How do I enter a 3-phase load current?
- The load current you enter for the cable sizing calculations is the maximum load current per phase.
- So for a 3 phase supply the load current would be the load on the phase which carries the highest load current (highest loaded phase).
What should I enter for power factor?
- Poor power factor affects cable size significantly because it increases voltage drop, especially for large cables (they have high reactance).
- The Service and Installation Rules of New South Wales require that an electrical installation must have a power factor of 0.9 or greater lagging.
How do I calculate the voltage drop for an unbalanced 3-phase system?
If the out-of-balance conditions are inconsistent or intermittent:
- An approach to calculating the voltage drop for an unbalanced three-phase load is to assume a balanced three-phase load condition and perform calculations using the current flowing in the heaviest-loaded phase.
Where the currents in each phase are different in magnitudes for consistent periods:
- In this case, voltage drop calculations can be performed by selecting phases as single-phase.
Calculator inputs explained
Voltage (V)
- The voltage is used to calculate the actual percentage voltage drop.
- By default, the supply voltage is 230 V for single phase and 400 V for 3-phase loads.

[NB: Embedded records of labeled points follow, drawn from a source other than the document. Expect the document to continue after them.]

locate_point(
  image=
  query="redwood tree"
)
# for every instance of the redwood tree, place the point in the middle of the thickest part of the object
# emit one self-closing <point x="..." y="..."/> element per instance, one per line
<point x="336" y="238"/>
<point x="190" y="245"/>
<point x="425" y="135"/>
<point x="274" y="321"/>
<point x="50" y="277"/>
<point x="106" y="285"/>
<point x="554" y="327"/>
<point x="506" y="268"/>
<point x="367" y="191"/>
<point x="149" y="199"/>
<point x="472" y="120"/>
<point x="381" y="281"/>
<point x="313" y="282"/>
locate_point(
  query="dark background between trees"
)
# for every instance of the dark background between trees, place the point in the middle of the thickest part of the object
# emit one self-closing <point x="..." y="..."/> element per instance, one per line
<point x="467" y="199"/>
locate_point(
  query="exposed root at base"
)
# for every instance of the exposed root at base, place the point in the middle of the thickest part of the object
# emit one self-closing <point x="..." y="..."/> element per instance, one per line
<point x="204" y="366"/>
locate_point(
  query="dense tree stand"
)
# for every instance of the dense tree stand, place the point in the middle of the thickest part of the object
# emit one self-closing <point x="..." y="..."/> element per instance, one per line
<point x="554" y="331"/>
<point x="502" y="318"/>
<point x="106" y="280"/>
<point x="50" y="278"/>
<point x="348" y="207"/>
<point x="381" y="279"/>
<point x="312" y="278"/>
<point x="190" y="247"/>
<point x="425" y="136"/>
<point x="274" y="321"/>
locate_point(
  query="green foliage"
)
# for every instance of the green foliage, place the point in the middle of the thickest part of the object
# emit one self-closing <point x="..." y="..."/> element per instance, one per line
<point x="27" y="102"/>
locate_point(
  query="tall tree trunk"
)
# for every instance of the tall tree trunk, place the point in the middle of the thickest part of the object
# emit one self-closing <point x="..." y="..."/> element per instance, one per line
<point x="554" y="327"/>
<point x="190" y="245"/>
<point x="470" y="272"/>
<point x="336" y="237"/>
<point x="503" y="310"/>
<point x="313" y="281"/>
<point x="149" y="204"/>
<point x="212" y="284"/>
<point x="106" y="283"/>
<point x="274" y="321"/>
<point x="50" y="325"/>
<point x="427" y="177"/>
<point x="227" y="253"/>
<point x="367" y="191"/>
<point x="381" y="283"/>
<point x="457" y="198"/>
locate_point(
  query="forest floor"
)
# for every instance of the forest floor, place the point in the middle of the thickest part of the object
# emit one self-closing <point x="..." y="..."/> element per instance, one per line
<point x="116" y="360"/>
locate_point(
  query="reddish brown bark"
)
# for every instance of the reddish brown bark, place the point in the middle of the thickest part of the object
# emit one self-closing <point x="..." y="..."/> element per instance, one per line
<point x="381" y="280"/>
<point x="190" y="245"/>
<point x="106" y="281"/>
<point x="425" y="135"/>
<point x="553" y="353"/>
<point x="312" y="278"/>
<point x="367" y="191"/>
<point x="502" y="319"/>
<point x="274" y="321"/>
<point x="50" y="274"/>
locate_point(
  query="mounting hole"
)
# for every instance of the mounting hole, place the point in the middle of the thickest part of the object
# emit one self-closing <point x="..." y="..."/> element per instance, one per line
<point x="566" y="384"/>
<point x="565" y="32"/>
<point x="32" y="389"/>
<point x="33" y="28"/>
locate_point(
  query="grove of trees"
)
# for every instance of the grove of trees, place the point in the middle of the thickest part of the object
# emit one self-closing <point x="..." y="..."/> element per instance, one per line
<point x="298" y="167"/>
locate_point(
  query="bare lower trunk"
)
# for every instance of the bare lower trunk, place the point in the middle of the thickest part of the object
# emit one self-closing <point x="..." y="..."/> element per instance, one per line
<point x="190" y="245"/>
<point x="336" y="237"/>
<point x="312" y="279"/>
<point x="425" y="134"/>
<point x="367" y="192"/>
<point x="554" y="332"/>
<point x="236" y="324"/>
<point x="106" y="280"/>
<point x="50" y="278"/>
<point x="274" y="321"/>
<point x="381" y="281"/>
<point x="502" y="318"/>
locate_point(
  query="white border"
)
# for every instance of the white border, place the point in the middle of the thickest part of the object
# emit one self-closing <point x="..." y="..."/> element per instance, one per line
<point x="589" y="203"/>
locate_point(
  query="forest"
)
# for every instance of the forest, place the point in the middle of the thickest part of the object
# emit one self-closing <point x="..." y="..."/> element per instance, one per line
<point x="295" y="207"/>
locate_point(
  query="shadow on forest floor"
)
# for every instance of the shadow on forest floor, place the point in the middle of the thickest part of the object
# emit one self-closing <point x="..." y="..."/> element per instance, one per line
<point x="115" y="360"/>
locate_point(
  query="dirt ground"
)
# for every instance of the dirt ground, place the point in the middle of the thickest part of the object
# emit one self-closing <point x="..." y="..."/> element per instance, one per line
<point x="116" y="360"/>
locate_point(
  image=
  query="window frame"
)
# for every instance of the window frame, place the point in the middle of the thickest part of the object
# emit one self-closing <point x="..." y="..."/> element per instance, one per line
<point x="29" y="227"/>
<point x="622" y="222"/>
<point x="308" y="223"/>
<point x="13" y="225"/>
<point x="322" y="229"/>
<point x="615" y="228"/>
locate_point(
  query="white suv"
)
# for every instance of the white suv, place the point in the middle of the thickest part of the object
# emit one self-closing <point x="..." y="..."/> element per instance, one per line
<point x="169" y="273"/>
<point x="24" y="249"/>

- The nominal voltage for low-voltage systems and electrical installations is 230/400 V, as per the Wiring Rules AS/NZS 3000:2018.
Phase
- Select the phase arrangement to match the load. The options available are single-phase AC, three-phase AC, two-phase AC, or DC.
- This phase arrangement affects the voltage drop calculation because different voltage drop equations are used.
- Three-phase AC is used for larger loads and consumer mains. Balanced three-phase conditions are assumed, meaning the current in each of the three phases is the same.
- To calculate the voltage drop for an unbalanced three-phase load, a conservative approach is to assume a balanced three-phase load condition and perform calculations using the current flowing in the heaviest-loaded phase.
Load
- The load determines the current-carrying capacity of the cable. The load is specified in Amps, kilowatts, kVA, or horsepower.
- For a three-phase load, this should be the current of the highest-loaded phase or the total power on all the phases.
Power factor
- Enter the load power factor (assumed lagging). The power factor is used for accurate voltage drop calculations.
- A poor power factor will result in a higher voltage drop, especially for large cable sizes (because their impedance is highly reactive).
Cable length (m)
- This is the distance between the supply point and the load location.
- The cable return path length is automatically included with the voltage drop calculations for single-phase loads.
Cores
- The impedance (resistance and reactance) of single core and multicore cables is different.
Conductor
- You can select the conductor material of the cable. The type of conductor, due to different impedance values, affects the current-carrying capacity and the voltage drop of the cable.
Insulation
- The cable's insulation material affects the maximum allowable operating temperature and, hence, the current rating.
- Cables with a higher allowable temperature (which depends on the insulation type) will have a higher current rating.